MKSAP Quiz: Management for occasional palpitations
A 45-year-old woman is evaluated for occasional palpitations. She also has hypertension. Medications are chlorthalidone and diltiazem. Following a physical examination and tests, what is the most appropriate next step in management?
A 45-year-old woman is evaluated for occasional palpitations. She also has hypertension. Medications are chlorthalidone and diltiazem.
On physical examination, vital signs are normal. Cardiac examination reveals an irregular rhythm. There is a midsystolic click and late systolic murmur at the apex, radiating to the back. There are no signs of heart failure.
An ECG shows atrial fibrillation, with a ventricular rate of 80/min.
A transthoracic echocardiogram shows severe posteriorly directed mitral regurgitation, with a left ventricular ejection fraction of 55% and left ventricular end-systolic dimension of 60 mm. There is severe anterior mitral valve prolapse; hemodynamic measurements indicate severe mitral regurgitation.
Which of the following is the most appropriate next step in management?
A. Cardiac magnetic resonance imaging
B. Surgical mitral valve repair
C. Transcatheter mitral valve repair
D. Transesophageal echocardiography
MKSAP Answer and Critique
The correct answer is B. Surgical mitral valve repair. This content is available to MKSAP 19 subscribers as Question 63 in the Cardiovascular Medicine section. More information about MKSAP is available online.
The most appropriate next step in management is surgical mitral valve repair (Option B). This patient's echocardiogram is consistent with severe mitral regurgitation, defined as an effective regurgitant orifice area of 0.4 cm2 or greater, a regurgitant volume of 60 mL or greater, or a vena contracta of 0.7 cm or greater. The mitral regurgitation is primary (degenerative), as indicated by the patient's midsystolic click and late mitral regurgitation (both seen in mitral valve prolapse) and the demonstration of anterior prolapse by echocardiography. Although the presence of symptoms resulting from severe mitral regurgitation (such as shortness of breath and volume overload) is an indication for intervention, class 1 indications for intervention in asymptomatic patients include a left ventricular (LV) ejection fraction of 60% or less and/or an LV end-systolic dimension of 40 mm or greater. Surgical mitral valve repair is first-line therapy for patients with primary severe mitral regurgitation meeting indications for intervention.
In most cases, transthoracic echocardiography (TTE) provides the data needed for adequate cardiac evaluation of the patient with mitral regurgitation. However, in cases in which TTE image quality is poor, cardiac magnetic resonance (CMR) imaging (Option A) may be of value in mitral regurgitation evaluation. This patient does not have an indication for CMR imaging.
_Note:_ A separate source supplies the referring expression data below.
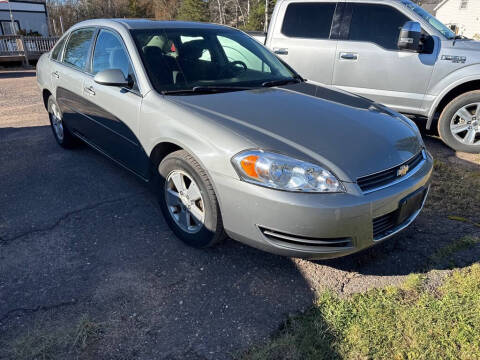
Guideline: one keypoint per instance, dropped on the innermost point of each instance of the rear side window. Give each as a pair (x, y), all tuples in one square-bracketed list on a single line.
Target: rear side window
[(78, 48), (308, 20), (57, 50), (379, 24)]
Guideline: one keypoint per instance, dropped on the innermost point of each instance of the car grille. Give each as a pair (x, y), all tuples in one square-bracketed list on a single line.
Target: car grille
[(384, 224), (384, 178), (288, 240)]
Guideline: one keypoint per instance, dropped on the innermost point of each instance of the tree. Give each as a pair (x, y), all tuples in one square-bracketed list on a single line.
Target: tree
[(193, 10)]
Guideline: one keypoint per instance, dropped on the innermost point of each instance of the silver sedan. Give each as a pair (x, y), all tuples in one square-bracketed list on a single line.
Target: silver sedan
[(237, 142)]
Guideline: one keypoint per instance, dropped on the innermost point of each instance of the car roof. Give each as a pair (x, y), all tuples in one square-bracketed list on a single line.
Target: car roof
[(131, 24)]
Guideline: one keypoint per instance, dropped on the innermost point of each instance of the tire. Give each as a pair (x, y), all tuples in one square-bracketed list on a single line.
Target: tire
[(63, 136), (178, 173), (456, 130)]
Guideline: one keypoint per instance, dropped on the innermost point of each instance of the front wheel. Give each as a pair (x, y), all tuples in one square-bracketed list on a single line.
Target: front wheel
[(63, 136), (459, 123), (188, 201)]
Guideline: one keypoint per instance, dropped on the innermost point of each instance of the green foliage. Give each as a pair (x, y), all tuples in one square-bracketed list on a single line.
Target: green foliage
[(256, 20), (193, 10), (406, 322)]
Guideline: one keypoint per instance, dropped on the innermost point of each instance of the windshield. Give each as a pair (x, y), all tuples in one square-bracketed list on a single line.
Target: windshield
[(186, 59), (432, 20)]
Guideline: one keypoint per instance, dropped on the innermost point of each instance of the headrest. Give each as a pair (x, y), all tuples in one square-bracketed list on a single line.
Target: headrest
[(119, 60), (193, 50), (153, 53)]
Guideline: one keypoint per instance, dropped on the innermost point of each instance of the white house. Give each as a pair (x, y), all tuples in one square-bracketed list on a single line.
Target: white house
[(465, 14)]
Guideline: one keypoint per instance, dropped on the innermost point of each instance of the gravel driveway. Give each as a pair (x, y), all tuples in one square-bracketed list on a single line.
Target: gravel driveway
[(84, 250)]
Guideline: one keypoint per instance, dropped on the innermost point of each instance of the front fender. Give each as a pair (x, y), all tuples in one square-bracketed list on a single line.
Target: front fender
[(210, 143), (450, 82)]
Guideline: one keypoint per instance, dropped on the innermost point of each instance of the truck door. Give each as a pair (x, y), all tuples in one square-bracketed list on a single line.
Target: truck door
[(302, 34), (368, 61)]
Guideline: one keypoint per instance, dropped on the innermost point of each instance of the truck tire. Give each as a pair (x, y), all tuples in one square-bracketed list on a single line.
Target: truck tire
[(188, 201), (459, 123)]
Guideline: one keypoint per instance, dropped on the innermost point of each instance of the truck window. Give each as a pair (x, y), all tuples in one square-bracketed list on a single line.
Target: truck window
[(379, 24), (308, 20)]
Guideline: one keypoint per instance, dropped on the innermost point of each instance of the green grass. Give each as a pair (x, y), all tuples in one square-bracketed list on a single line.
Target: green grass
[(406, 322), (54, 343)]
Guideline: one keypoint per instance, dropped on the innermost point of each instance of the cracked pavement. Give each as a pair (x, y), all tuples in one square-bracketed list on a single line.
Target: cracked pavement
[(80, 235)]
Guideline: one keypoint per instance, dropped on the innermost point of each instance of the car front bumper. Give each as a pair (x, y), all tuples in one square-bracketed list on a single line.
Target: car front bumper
[(315, 225)]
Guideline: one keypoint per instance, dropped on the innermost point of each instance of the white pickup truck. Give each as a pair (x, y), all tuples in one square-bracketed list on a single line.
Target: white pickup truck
[(391, 51)]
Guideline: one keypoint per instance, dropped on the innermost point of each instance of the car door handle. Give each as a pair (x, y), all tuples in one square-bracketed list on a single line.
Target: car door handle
[(348, 56), (280, 51), (89, 90)]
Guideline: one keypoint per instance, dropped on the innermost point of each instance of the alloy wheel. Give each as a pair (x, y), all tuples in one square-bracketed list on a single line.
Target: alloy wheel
[(56, 121), (465, 124), (184, 201)]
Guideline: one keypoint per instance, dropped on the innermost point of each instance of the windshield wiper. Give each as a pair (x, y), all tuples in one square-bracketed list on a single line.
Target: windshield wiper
[(294, 80), (205, 90)]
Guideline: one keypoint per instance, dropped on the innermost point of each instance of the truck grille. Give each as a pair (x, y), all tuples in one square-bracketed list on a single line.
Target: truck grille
[(384, 178)]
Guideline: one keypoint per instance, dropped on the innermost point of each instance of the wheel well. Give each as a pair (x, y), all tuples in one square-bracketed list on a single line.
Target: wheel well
[(160, 151), (452, 94), (46, 94)]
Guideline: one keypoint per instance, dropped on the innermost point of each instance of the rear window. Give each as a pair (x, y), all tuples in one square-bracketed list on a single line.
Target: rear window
[(379, 24), (308, 20)]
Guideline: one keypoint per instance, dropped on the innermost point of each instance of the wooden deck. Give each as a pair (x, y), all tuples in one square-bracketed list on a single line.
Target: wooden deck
[(24, 48)]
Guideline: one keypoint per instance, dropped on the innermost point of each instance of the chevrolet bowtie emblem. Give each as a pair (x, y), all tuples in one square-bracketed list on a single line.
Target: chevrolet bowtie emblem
[(402, 170)]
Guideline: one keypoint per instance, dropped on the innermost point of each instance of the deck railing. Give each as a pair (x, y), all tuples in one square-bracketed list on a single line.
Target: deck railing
[(29, 47)]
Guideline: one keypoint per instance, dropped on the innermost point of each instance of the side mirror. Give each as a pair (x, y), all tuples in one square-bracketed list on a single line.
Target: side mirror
[(409, 38), (111, 77)]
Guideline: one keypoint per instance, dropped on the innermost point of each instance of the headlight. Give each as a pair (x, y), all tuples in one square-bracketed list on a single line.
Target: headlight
[(284, 173)]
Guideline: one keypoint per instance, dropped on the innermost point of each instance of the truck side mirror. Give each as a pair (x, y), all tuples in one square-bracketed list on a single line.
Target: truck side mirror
[(409, 38)]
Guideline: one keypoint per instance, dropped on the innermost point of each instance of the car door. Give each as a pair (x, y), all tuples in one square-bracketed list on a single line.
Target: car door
[(369, 63), (113, 111), (68, 77), (305, 39)]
In severely symptomatic patients (New York Heart Association class III or IV) with primary severe mitral regurgitation and high or prohibitive surgical risk, transcatheter mitral valve repair (transcatheter edge-to-edge repair [TEER]) (Option C) is reasonable if mitral valve anatomy is favorable for the repair procedure and the patient's life expectancy is at least 1 year. This patient meets no indication for TEER.
Transesophageal echocardiography (Option D) may be pursued when TTE is insufficient to determine either the exact severity or the mechanism of mitral regurgitation (primary versus secondary); this patient's TTE was sufficient to identify the nature and severity of the mitral regurgitation.
Key Points
- Surgery for chronic primary severe mitral regurgitation is indicated in the presence of symptoms, left ventricular dilation, or reduced ejection fraction.
- Surgical mitral valve repair is first-line therapy for patients with primary severe mitral regurgitation meeting indications for intervention.